Department of Molecular Genetics, Graduate Program of Molecular, Cellular, and Developmental Biology, The Ohio State University, Columbus, OH 43210, USA.
Mol Biol Cell. 2009 Dec;20(24):5195-210. doi: 10.1091/mbc.e09-05-0428.
Two prevailing models have emerged to explain the mechanism of contractile-ring assembly during cytokinesis in the fission yeast Schizosaccharomyces pombe: the spot/leading cable model and the search, capture, pull, and release (SCPR) model. We tested some of the basic assumptions of the two models. Monte Carlo simulations of the SCPR model require that the formin Cdc12p is present in >30 nodes from which actin filaments are nucleated and captured by myosin-II in neighboring nodes. The force produced by myosin motors pulls the nodes together to form a compact contractile ring. Live microscopy of cells expressing Cdc12p fluorescent fusion proteins shows for the first time that Cdc12p localizes to a broad band of 30-50 dynamic nodes, where actin filaments are nucleated in random directions. The proposed progenitor spot, essential for the spot/leading cable model, usually disappears without nucleating actin filaments. alpha-Actinin ain1 deletion cells form a normal contractile ring through nodes in the absence of the spot. Myosin motor activity is required to condense the nodes into a contractile ring, based on slower or absent node condensation in myo2-E1 and UCS rng3-65 mutants. Taken together, these data provide strong support for the SCPR model of contractile-ring formation in cytokinesis.

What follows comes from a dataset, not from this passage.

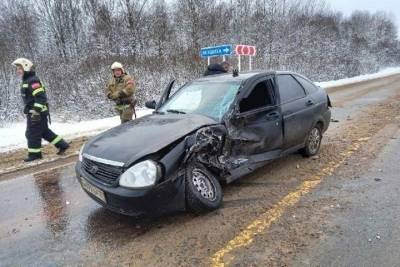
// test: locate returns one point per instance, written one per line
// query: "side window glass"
(310, 87)
(261, 96)
(289, 88)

点/主导索模型和搜索、捕获、拉动和释放 (SCPR) 模型。我们测试了这两个模型的一些基本假设。SCPR 模型的蒙特卡罗模拟要求formin Cdc12p 存在于 30 个以上的节点中,肌球蛋白-II 可以从这些节点起始并捕获肌动蛋白丝。肌球蛋白马达产生的力将节点拉到一起形成一个紧凑的收缩环。首次通过表达 Cdc12p 荧光融合蛋白的活细胞显微镜观察表明,Cdc12p 定位于 30-50 个动态节点的宽带上,肌动蛋白丝在这些节点中随机起始。对于点/主导索模型至关重要的前体点通常在没有起始肌动蛋白丝的情况下消失。由于缺乏点,肌动蛋白 ain1 缺失细胞通过节点形成正常的收缩环。基于肌球蛋白 II 突变体 myo2-E1 和 UCS rng3-65 中较慢或不存在的节点浓缩,肌球蛋白马达活性对于将节点浓缩成收缩环是必需的。总的来说,这些数据为 SCPR 模型在有丝分裂中的收缩环形成提供了强有力的支持。